Spenser Heaps, AP
Jonathan Last refers to the overpopulation doomsayers — who, alas, seem ever to be with us — in language that certainly must be calculated to get under their skin.
“They are,” he says, “not selling science. They are selling a theological belief.”
His words have a touch of irony to them, considering overpopulation adherents have believed themselves on the side of science since Thomas Malthus wrote “An essay on the principles of population” in 1798. Never mind that his predictions of starvation and disease as a result of population growth have been thoroughly discredited by world history since then. Today’s believers hold to articles of faith concerning things like the earth’s carrying capacity.
“Carrying capacity?” Last says. “Certainly, earth must have one, but there is no good research on this.” True believers apparently don’t need it.
I spoke with Last on the day his book, “What to expect when no one’s expecting,” was released. It was only a few days after his equally provocative essay, “America’s baby bust,” was published by the Wall Street Journal.
Last, a senior writer at the Weekly Standard, believes the real crisis America faces is not its national debt or any looming fiscal crisis. Instead, it is its fertility rate, or lack thereof. Today, that rate is 1.93. The replacement rate is 2.1. Unless we make more babies, the nation is in for a world of trouble.
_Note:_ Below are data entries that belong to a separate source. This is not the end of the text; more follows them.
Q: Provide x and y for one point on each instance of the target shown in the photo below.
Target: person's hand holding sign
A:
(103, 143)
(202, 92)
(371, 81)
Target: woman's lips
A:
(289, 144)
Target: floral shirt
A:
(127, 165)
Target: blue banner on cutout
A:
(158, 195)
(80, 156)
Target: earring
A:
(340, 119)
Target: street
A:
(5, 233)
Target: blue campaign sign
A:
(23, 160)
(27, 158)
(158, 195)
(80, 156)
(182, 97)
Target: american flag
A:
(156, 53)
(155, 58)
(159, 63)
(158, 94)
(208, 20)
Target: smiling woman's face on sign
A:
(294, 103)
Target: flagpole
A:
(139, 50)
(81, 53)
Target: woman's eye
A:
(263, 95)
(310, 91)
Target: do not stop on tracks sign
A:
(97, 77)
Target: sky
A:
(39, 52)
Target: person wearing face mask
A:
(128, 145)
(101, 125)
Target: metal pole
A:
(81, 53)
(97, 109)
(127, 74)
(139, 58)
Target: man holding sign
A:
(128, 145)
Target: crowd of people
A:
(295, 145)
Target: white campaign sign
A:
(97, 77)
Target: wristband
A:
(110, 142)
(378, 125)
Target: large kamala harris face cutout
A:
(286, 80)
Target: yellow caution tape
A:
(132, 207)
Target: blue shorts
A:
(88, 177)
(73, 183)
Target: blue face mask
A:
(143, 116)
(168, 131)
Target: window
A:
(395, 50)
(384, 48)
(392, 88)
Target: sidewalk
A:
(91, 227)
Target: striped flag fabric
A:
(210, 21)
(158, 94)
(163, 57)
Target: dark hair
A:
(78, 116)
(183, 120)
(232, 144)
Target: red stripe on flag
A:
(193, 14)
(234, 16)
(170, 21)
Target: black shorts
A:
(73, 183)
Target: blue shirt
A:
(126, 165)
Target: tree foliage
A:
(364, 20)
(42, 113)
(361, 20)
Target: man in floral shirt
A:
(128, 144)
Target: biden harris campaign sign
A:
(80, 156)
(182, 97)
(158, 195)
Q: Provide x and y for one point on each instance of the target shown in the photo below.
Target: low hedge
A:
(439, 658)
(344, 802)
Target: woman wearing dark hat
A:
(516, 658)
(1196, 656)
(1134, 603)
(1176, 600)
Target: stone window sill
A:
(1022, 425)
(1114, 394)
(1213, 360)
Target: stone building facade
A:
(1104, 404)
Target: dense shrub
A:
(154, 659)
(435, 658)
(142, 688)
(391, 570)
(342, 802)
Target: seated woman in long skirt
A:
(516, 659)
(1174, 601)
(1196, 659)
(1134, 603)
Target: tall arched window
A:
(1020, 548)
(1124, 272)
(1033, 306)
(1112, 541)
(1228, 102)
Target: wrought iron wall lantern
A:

Our interview dovetailed nicely with Eric Schulzke’s recent report in the Deseret News, titled, “Studies show social cost of fewer families.” It examined how a rapid shift away from traditional families among young Americans (more than 50 percent of adults today are single, compared with 22 percent in 1950) will affect the future. Some places in the world already face this crisis. In shrinking Singapore, the report noted, the government is offering cash premiums for children, with greater amounts going to those with multiple kids.
The United States is, of course, not shrinking. Last says we can thank immigration for that, but we can’t count on it for long. Birthrates are falling south of the border. “Mexico is right at replacement level,” he said, and it is falling.
All the arguing over immigration reform in Congress may be over a problem that soon won’t exist. The entire world is voluntarily going infertile. Demographers, Last said, believe world population will peak in about 60 to 70 years, then begin to decline.
The result will be a population that skews toward the elderly, without enough young workers to support them.
Last uses data to argue that population growth leads to innovation, invention and conservation. He echoes a report I wrote about long ago, titled, “It’s getting better all the time,” that enumerates the many ways in which life has improved over the last century alone.
Commodity prices have come down, diseases have been cured, and water and air have become cleaner. Without an expanding population, the next century won’t see such gains, and things likely will get worse.
Only when our conversation turns to a solution does Last become uncertain. Neither liberals nor conservatives have one, he said. The only hope is a “changing of the culture.”
Religion holds a big key. Last cites statistics showing a correlation between regular church attendance and large families. Regardless of denomination, he said, most religions teach “there are things more important than you are.”
To have children, especially many of them, you have to buy into the idea that there is a benefit to sacrificing your own desires and gratification.
He is impressed with how Brigham Young University provides married student housing. States, he said, should offer this at more universities, at least allowing the option of being married with children while doing undergraduate work.
Beyond that, government could be more welcoming of religion in the public square and could find ways to break up the “college cartel” that has led to skyrocketing tuition costs, which discourage young people from assuming the added cost of children.
Already, pundits have assailed Last for attacking Malthus and his doctrine. Few I’ve seen so far have confronted his data directly. Perhaps they worry it would shake their theology.